9 Aug 2022

National Party stands by MP Sam Uffindell after high school assault comes to light

11:20 am on 9 August 2022

National MP Sam Uffindell says there was "rough and tumble" when he was at King's College but the attack on a student was the most serious incident he was involved in "by a long way".

Deputy leader of the National Party Nicola Willis

National Party deputy leader Nicola Willis says Uffindell has changed since the incident. Photo: RNZ / Angus Dreaver

The party's newest MP has admitted he was kicked out of his boarding school as a teenager for beating a younger student.

In a statement, Uffindell said he punched a 13-year-old boy in the arm and body "multiple times" when he was a student at King's College.

"I made a big mistake," he told Morning Report.

"I was 16 and we raided the dorm of the third formers on the last night of the year and punched the victim a number of times in the arm and body and he was subsequently quite hurt from it and the school rightfully asked me to leave.

"I deeply regret, and have since, my involvement in that and the impact it had on the person."

He said the attack which saw him asked to leave King's College was the most serious incident he had been involved in.

He had not been involved in any other targeted bullying though it was a "rough and tumble" environment, he said.

"Like a lot of people I partook in a bit of that. This [attack on the 13-year-old] is the most serious by a long way," he said.

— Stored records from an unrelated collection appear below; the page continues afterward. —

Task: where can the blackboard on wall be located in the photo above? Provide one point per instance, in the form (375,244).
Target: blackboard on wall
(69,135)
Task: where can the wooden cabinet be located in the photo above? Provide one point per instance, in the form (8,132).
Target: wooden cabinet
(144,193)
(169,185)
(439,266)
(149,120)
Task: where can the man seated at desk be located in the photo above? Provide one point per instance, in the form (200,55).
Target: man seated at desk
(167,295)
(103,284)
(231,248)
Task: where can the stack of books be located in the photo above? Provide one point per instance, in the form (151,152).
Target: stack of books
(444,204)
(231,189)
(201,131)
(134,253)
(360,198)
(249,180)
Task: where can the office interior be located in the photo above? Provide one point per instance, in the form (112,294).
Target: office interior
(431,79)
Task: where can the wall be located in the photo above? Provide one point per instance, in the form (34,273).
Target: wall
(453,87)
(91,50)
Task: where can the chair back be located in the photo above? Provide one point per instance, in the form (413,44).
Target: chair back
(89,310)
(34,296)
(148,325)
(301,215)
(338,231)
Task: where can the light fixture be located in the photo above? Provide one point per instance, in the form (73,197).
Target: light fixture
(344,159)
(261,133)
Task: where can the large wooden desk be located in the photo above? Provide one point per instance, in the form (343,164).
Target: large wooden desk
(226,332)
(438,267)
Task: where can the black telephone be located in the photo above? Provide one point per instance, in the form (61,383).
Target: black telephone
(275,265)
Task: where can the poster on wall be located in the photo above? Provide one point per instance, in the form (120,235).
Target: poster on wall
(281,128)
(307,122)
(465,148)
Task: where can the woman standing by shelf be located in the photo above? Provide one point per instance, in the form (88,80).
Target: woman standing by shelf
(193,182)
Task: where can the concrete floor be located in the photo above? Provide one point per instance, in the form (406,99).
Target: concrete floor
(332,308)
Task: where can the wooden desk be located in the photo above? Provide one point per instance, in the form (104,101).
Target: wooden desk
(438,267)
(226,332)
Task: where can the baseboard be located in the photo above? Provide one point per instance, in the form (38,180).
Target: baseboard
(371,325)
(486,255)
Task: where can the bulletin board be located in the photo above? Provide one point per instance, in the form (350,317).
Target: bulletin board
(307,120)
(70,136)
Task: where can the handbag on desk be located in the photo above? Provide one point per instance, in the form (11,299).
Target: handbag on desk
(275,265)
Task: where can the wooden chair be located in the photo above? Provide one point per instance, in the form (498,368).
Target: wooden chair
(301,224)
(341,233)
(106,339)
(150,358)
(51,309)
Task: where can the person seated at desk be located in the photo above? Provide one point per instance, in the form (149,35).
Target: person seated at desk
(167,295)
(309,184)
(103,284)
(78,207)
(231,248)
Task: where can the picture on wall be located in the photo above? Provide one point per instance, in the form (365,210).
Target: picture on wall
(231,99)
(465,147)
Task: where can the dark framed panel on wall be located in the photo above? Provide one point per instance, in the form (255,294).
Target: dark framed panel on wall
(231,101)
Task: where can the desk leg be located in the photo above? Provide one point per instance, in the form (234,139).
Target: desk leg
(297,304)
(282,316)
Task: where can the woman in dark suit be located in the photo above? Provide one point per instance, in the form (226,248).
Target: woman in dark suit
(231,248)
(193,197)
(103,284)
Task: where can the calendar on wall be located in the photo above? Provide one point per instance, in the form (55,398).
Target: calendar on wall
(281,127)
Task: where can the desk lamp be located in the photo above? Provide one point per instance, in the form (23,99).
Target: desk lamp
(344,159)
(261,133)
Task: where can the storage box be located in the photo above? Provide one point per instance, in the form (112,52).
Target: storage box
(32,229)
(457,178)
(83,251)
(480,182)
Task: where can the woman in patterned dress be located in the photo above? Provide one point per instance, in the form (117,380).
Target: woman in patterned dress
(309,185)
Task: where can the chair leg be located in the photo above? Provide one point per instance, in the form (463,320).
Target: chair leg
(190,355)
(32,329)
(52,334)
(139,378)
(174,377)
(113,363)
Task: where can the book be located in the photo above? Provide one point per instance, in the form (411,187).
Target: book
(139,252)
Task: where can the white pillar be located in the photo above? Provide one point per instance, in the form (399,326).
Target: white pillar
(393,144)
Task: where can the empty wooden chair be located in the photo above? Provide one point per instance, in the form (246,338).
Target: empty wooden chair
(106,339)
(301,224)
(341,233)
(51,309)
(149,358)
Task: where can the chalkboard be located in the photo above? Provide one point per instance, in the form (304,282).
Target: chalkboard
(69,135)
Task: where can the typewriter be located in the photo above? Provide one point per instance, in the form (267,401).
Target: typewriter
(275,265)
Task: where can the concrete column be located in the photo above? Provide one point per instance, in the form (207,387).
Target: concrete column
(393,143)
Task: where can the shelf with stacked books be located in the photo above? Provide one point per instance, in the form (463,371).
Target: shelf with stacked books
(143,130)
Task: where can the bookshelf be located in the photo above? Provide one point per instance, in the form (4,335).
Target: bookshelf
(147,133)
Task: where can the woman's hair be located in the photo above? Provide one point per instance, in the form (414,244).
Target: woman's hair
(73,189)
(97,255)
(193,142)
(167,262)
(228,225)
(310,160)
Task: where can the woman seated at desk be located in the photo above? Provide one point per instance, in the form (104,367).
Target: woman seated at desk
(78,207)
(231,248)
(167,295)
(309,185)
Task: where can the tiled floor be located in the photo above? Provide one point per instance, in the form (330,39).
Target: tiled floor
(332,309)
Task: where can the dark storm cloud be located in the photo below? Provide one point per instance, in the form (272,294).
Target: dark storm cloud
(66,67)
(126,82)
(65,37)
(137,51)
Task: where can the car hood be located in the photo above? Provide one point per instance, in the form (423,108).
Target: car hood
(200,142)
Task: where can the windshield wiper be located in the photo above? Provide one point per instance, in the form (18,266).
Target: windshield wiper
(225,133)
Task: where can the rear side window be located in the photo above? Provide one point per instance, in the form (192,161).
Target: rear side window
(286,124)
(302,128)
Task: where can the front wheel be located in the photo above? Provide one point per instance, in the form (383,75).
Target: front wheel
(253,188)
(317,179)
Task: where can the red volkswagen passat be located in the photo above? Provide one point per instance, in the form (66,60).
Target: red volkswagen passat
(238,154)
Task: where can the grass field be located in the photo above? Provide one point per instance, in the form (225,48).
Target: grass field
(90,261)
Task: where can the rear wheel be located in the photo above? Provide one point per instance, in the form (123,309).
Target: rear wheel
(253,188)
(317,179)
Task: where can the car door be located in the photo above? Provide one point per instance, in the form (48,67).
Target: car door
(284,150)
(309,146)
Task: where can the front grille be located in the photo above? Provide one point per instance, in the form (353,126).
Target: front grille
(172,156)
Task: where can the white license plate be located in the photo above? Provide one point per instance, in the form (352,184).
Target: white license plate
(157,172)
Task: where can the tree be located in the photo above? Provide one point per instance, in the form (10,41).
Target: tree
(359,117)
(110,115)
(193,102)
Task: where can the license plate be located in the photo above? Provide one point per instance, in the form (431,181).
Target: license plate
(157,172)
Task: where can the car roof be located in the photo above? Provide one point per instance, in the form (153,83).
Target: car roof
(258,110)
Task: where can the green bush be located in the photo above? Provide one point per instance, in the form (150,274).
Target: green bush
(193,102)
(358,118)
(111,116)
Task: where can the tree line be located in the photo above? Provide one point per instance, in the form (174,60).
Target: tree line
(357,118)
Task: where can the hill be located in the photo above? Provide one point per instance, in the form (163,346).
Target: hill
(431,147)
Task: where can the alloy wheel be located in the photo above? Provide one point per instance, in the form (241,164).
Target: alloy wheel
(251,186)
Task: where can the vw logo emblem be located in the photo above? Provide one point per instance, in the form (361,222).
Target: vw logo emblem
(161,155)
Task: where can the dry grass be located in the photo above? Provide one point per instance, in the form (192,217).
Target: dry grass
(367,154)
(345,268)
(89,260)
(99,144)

"We would tackle and punch each other around a bit but I never really went out to focus on anyone in that regard.

"It was a rough and tumble environment and I wasn't away from that and sometimes I was on the receiving end of it, it was just how it was.

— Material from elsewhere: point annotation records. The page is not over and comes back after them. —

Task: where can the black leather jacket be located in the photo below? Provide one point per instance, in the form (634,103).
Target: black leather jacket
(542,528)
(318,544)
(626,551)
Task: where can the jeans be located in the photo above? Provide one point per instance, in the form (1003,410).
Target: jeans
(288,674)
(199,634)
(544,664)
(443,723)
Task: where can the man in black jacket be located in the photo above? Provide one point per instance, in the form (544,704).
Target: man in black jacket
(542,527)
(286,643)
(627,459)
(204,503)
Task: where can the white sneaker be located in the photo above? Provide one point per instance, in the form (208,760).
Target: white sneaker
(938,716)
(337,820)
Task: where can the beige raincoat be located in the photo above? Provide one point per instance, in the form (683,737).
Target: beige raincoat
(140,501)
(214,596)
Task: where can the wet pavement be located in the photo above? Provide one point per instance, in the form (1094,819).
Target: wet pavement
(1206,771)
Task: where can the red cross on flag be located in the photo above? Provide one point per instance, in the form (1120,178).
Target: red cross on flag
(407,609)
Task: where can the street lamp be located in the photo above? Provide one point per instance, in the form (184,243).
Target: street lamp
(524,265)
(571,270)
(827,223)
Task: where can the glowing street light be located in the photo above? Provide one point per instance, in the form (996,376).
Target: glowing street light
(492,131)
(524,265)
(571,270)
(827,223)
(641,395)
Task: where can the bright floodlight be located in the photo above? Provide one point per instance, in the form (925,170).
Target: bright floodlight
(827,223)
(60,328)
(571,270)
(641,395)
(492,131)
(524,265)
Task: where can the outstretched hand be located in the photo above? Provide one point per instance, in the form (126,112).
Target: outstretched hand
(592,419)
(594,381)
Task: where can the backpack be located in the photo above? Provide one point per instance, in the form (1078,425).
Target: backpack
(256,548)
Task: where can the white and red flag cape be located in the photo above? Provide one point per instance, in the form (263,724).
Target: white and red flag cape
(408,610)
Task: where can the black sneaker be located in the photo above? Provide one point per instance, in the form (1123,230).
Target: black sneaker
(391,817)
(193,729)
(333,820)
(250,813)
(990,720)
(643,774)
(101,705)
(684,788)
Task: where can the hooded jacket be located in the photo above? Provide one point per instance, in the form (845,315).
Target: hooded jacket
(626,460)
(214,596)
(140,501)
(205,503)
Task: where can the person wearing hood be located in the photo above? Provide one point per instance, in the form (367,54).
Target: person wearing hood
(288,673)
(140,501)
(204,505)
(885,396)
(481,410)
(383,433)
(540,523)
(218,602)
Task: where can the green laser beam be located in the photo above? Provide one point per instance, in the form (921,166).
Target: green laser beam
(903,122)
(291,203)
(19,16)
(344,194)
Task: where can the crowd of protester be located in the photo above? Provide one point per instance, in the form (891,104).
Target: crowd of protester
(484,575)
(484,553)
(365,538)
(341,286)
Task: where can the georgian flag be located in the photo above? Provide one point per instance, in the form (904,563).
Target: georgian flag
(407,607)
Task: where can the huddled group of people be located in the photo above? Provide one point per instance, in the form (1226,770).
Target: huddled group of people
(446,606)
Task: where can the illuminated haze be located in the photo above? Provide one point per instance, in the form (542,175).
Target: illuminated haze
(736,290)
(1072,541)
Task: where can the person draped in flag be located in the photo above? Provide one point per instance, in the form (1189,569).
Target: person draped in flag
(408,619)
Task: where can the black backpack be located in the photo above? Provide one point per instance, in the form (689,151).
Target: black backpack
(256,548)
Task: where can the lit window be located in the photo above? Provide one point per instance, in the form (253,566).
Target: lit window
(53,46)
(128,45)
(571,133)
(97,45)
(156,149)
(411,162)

"But I'm not downplaying my part at all in this event at all, it was a serious event and one I'm deeply remorseful for having been involved in."

Uffindell apologised to the victim last year, nine months before he announced his candidacy in the Tauranga by-election, but said there was no link with wanting to launch his political career.

He had made the apology before knowing there would be a by-election due to former leader Simon Bridges' resignation, he said.

"I carried this as a burden and I wanted to atone for it.

"I wanted to talk with him, I wanted to apologise and see how he felt and just see if I could work with him to get some closure on what was a significant event for both of us."

Sam Uffindell (crop)

Tauranga MP Sam Uffindell has admitted to punching a 13-year-old boy in the arm and body "multiple times" when he was a student at King's College. Photo: RNZ / Giles Dexter

National Party stands by Uffindell

National Party deputy leader Nicola Willis acknowledged the seriousness of the incident and told First Up her thoughts were with the victim.

But she said Uffindell has changed and is sincere in his regret.

"If I thought that Sam was still the same man as he was when he was a 16 year old who committed this act then I don't think there would be a place for him in Parliament, however I see that he is extremely sincere in his regret, in his genuine apology and he has been upfront about what occurred.

"I think there has to be room in Parliament for people who have made serious errors, accounted for them and who are now committed to using their position for good."

Willis said both she and leader Christopher Luxon found out about the assault just after lunchtime on Monday.

The party has confirmed the incident was raised during the candidate selection process, saying it reflects a "serious error of judgement" by a then-teenager.

The panel was made up of local and nation party members, Willis said.

It decided he shouldn't be precluded as he had accounted for the actions, was 16 at the time and a different person now, and was apologetic, she said.

"That's a party matter, that's their judgement and where I stand on this today is that I have advised Sam that what he should do now is be completely upfront with New Zealanders about this because ultimately it is the people of New Zealand and the people of Tauranga who will be the judges on this."

"I'm conscious here that we are talking about very serious behaviour by a 16-year-old and as a teenager, many of us would have made serious mistakes."

The idea of her 12-year-old son "being subjected to bullying of this nature is deeply upsetting", she said.

There was an opportunity for everyone in Parliament to ensure they use their positions to "say no to this kind of thing" and to be leaders who condemn it.

"I fully expect that Sam will join me in that condemnation."

The party wouldn't be distracted by these issues, she said.

Asked by RNZ if he will be staying on as an MP, Uffindell said he would be having talks today in Wellington about his future.